\documentclass[twoside, a4paper, final]{article}
\usepackage[english]{babel}
\usepackage{a4wide}
\usepackage{eurosym}
\usepackage{times}
\usepackage{type1cm}
\usepackage[T1]{fontenc}
\usepackage[latin1]{inputenc}
\usepackage{amssymb, amsmath}
\usepackage{xr-hyper}
\usepackage[colorlinks=true,linkcolor=blue,pdftex]{hyperref}

\title{PANDA MVA documentation.}
\author{M. Babai}
\date{14 May 2010.}
%\date{\today}
%%%%%%%%%%%%%%%%%%%%%%%%%%%%%%%%%%%%%
\begin{document}
\maketitle
\begin{center}
\rule[0.1mm]{5.0cm}{2.0mm}
\end{center}
\tableofcontents
\hrulefill
\newpage
%========================= KNN =====================================
\section{k-nearest neighbor algorithm (KNN)}
In the current package placed in "pandaroot/PndTools/MVA", there are
two different implementations of this algorithm:
\begin{description}
\item [KNN:] This is the very simple implementation of KNN, based on
  linear search. For large data sets and large number of features
  (parameters), this implementation becomes very slow and almost
  impractical. This is included just for validation purpose.
\item [TMVAkd\_KNN:] This implementation is using a kd-tree for
  storage and searching through the available examples.

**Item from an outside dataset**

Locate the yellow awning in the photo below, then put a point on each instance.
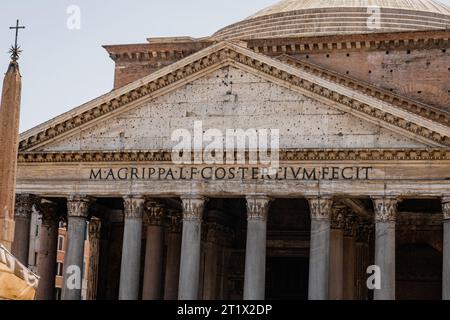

This complex
  data structure is fast in construction and all search and traverse
  operations are of the Olog(n) complexity, here n is the number of
  examples inserted into the data structure. Very fast but needs a lot
  of examples in order to build a representative and usefull
  database. Needs large memory.
\end{description}

The current implementations run linear in worst case and the result is
an estimation of the probability densities. These are normalized among
the available classes (labels).

\subsection{Using KNN}
In both the directories "KNN" and "TMVAkd\_KNN" there are examples
that show how to use these implementations which are a good starting
point. One can modify these examples to perform pattern
classification.\newline{\bf Notes:}
\begin{description}
\item [Training:] For KNN there is no need for training the
  classifier. If the input weight file is already pre-processed
  (normalization, decorrelated, ...), that can be used directly for
  classification.
\item [Weights:] Example up to date weight files which can be
  used by this algorithm can be fetched using the scripts available in
  the directory "macro/scripts/". These are not available via svn
  merely due their size ($\pm \ 800MB$).
\end{description}

%========================= LVQ =====================================
\section{Learning Vector Quantization (LVQ)}
This directory contains a very simple implementation of the LVQ1 and
LVQ2.1 algorithms. One can use these functions directly to create a
set of prototypes and perform the training using each of the mentioned
algorithms. The classifier itself is also implemented. At this point
the classifier returns only the shortest distances to every class type
and no decision is made. The user needs to modify the code and place a
discriminator based on the output if one wants the decision to be made
by the classifier.

\subsection{Using LVQ}
\begin{description}
\item [Training:] In the directory LVQ there is an example
  implementations (LVQtrain.cpp). This sample program can be used as a
  starting point for a training scheme.
\item [Weights:] Example up to date weight files which can be used by
  this algorithm can be fetched using the scripts available in the
  directory "macro/scripts/". These are not available via svn merely
  due their size.
\item [Classification:] In the directory LVQ there is an example
  implementations (LVQclassify.cpp). This sample program can be used
  as a starting point for a classification scheme. Shortest Mva value
  indicates a \underline{{\it{\bf better match}}}. {\it In other words
    the current example is most likely to be from the lable with the
    smallest MVA value}.
\end{description}

%========================= K-means Clustering ===================
\section{K-means Clustering}
The directory "Clusters" containes an implementation of this
algorithm. Given a set of parameter vectors and the number of expected
clusters (centroids), "k-Means" generates for each cluster a centroid
that represents the mean vector of that particular set of parameter
vectors. At this moment only the "Hrad K-Means" is implemented. Which
means that each initialized center belongs to a single cluster. It is
also possible to generate weighted centroids that are particially
member of two or more clusters. The latter is called "Soft K-Means"
and is not implemented yet.
\end{document}